Не видя возможности извлечь выгоду из своего лицемерия, Лев задумчиво пошел прочь и удовлетворился обедом из деревенского священника.
— Послушай, — сказал толстый Вол здоровенному Ослу, который громко кричал на всю улицу. — Это дурной вкус!
— А кто тебе сказал, что это дурной вкус, мой жирный критик? — не слишком церемонясь спросил Осел — Ннуу… эээ… мммэээ… Я только хотел сказать, что мне это не нравится. Было бы лучше, если бы ты просто мычал.

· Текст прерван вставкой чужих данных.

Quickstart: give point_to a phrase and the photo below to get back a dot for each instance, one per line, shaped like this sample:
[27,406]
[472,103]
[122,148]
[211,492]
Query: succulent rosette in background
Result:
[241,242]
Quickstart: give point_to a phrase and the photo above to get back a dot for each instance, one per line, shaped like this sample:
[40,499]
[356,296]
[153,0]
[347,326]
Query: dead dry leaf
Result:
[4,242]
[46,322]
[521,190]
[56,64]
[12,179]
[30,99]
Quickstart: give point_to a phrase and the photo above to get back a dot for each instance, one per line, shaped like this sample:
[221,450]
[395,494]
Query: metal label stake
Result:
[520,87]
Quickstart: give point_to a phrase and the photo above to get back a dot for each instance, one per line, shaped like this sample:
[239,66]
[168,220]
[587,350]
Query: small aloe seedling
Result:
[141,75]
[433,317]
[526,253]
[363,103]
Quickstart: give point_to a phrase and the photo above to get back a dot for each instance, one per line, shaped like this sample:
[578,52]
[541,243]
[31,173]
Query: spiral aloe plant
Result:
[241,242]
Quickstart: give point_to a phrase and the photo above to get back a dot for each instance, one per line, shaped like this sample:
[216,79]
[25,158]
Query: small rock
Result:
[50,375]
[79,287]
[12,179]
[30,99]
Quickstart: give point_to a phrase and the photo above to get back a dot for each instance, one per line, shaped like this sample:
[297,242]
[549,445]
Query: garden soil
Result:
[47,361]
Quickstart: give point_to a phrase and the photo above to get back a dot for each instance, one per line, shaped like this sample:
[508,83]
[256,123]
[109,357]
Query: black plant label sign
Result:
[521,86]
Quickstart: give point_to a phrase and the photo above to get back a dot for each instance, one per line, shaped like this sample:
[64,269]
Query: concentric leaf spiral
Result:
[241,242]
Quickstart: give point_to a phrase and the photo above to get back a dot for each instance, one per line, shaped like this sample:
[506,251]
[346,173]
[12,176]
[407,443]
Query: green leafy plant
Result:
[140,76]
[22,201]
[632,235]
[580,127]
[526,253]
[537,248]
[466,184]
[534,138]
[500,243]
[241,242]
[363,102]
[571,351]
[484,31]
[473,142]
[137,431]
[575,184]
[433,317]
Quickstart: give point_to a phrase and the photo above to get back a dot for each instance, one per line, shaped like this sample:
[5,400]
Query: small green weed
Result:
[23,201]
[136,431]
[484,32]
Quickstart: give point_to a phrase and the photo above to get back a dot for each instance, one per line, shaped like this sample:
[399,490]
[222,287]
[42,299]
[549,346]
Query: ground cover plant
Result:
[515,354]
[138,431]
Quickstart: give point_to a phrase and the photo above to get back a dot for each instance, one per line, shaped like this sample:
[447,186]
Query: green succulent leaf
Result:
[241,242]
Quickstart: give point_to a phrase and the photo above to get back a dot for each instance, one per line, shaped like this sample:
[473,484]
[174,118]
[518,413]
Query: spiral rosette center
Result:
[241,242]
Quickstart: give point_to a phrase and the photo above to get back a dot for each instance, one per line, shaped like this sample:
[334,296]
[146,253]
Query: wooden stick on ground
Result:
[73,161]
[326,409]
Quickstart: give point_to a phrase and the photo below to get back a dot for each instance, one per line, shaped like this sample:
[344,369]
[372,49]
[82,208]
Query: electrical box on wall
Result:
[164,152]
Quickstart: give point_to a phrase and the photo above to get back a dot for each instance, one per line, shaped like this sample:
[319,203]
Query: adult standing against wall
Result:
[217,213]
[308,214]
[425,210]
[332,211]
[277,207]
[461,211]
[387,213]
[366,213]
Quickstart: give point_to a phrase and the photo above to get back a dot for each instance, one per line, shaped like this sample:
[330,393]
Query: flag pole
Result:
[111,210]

— Позволю спросить, а какое тебе дело до того, кричу я или мычу, или не делаю ни того, ни другого?
— Я не знаю, что тебе сказать, — не зная, что сказать, сказал Вол и уныло покачал головой. — Я плохо разбираюсь в этом вопросе. Я только могу сказать, что я привык осуждать мнение, не совпадающее с моим собственным.
— Совершенно верно, — заметил Осел, — ты пытался оправдать свое нахальство, называя свое предпочтение принципом. Ты изобрел слово «вкус», совершенно неспособное выразить идею, которую просто невозможно выразить, а, употребляя его вместе со словами «хороший» и «дурной», ты субъективно применяешь термины объективного. Такое применение раздвигает границы чистого нахальства, превращая его в безграничную наглость!
Вол, набычившись, глядел на Осла, не зная, что сказать в ответ на эту заумную тираду; наконец, критик решился и промычал:
— Это дурной вкус!
Черепаха и Броненосец, поссорившись, отправились в уединенное место, чтобы постоять за свою честь в ближнем бою.
— Ну, давай! — крикнула Черепаха, втянув голову и лапы поглубже в панцырь.
— Давай! — сказал Броненосец, туго завернувшись в свою броню. — Я готов!
Историк того времени прозрачно намекает, что этот инцидент предвосхищал ближний морской бой в недалеком будущем.
Автор, написавший книгу басен, остроумие которых выходило за пределы общепринятого, и мирно спавший на вершине высоты своего литературного положении, неожиданно был грубо разбужен толпой критиков, с пеной у рта оплевывавших его несравненные басни.
— Очевидно, я и в самом деле не до конца продумал способ применения своей мудрости, что и обидно этим любвеобильным людям, — сказал он самому себе, — они этого не перенесут. Ну, что же, производящая подушки фирма «Пух и перья» не без оснований считает нас своими конкурентами, и для тех, кто культивирует вечные перья, только естественно осуждать мой способ их применения!
Сказав это, он так широко улыбнулся, что его улыбки не скрыла бы и его ладонь, и снова погрузился в свой прерванный сон о падающих с неба дукатах.
Шакал, преследовавший Оленя, уже было схватил его, но в этот момент землетрясение разверзло широкую пропасть между ним и его жертвой.
— Это неправомерное вмешательство законов Природы! — сказал Шакал. — Я отказываюсь признавать подобное отступление от правил! — и он возобновил погоню, попытавшись пересечь пропасть в два прыжка.